The final NRC list should have led to closure, not vexed beginnings

Updated - September 02, 2019 12:28 am IST

The publication of the final National Register of Citizens on Saturday brings no closure to the vexed issue of illegal immigration to Assam yet. Those left out are not foreigners until the tribunals set up to determine their fate pronounce them so. The process could go all the way to the Supreme Court. The Home Ministry has also extended the time to file appeals against exclusion in the Foreigners Tribunal from 60 to 120 days. The point, however, is that the process has yielded an updated register, and a figure. It has had its warts and all even as it left over 1.9 million people staring at statelessness — in a continuing saga of glaring omissions, a serving lawmaker, a former legislator, and retired Army man Mohammad Sanaullah, whose case propelled NRC excesses into the spotlight, did not make the cut. But protests across the spectrum expressing concern over the excluded, suggest the judiciary-led process was perhaps largely robust and the errors were more procedural than targeted.
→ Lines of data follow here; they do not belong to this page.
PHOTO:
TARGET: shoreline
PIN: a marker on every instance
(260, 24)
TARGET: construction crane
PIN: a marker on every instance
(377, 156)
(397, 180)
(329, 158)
The State government and many political parties have promised to offer legal help to those excluded, but such assistance should have been forthcoming from the time the updating exercise was rolled out on the ground in 2015. Instead, it was mostly left to sundry organisations and concerned activists to come to the aid of hundreds of thousands oblivious of documentation novelties such as legacy data.

Beyond that lies the question of what to do with those declared illegal aliens once the quasi-judicial process is done and dusted. The administration is readying detention centres, but only a veritable ‘prison state’ can house such numbers. Options being bandied about include instituting a system of work permits, a renewed attempt to nudge Dhaka to take in some of the declared foreigners with appropriate deal sweeteners (though India has thus far maintained that the NRC update is the nation’s internal matter, and Bangladesh has never acknowledged any illegal crossings across its borders), or ‘friendly’ State governments volunteering to share some of the burden. While the Assam Chief Minister struck a temperate tone, the studied silence of the Prime Minister and the Home Minister on publication day is unnerving. Of greater concern is the stance of the de facto No. 2 in the State government, who said that the NRC was no quarter-final, semi-final and final for driving out Bangladeshis and promised “more finals”. The Centre might have a plan in place, but if it is in the form of the Citizenship Amendment Bill to extend citizenship to non-Muslims alone, left after judicial filtration, that would negate the very non-denominational premise of the exercise to identify those who entered the country illegally after the cut-off date of March 24, 1971. While the apex court could still consider limited reverification to satisfy sentiments even though it had rejected the plea in the run-up to final publication, the aim should be to bury the bogey of the Bangladeshi.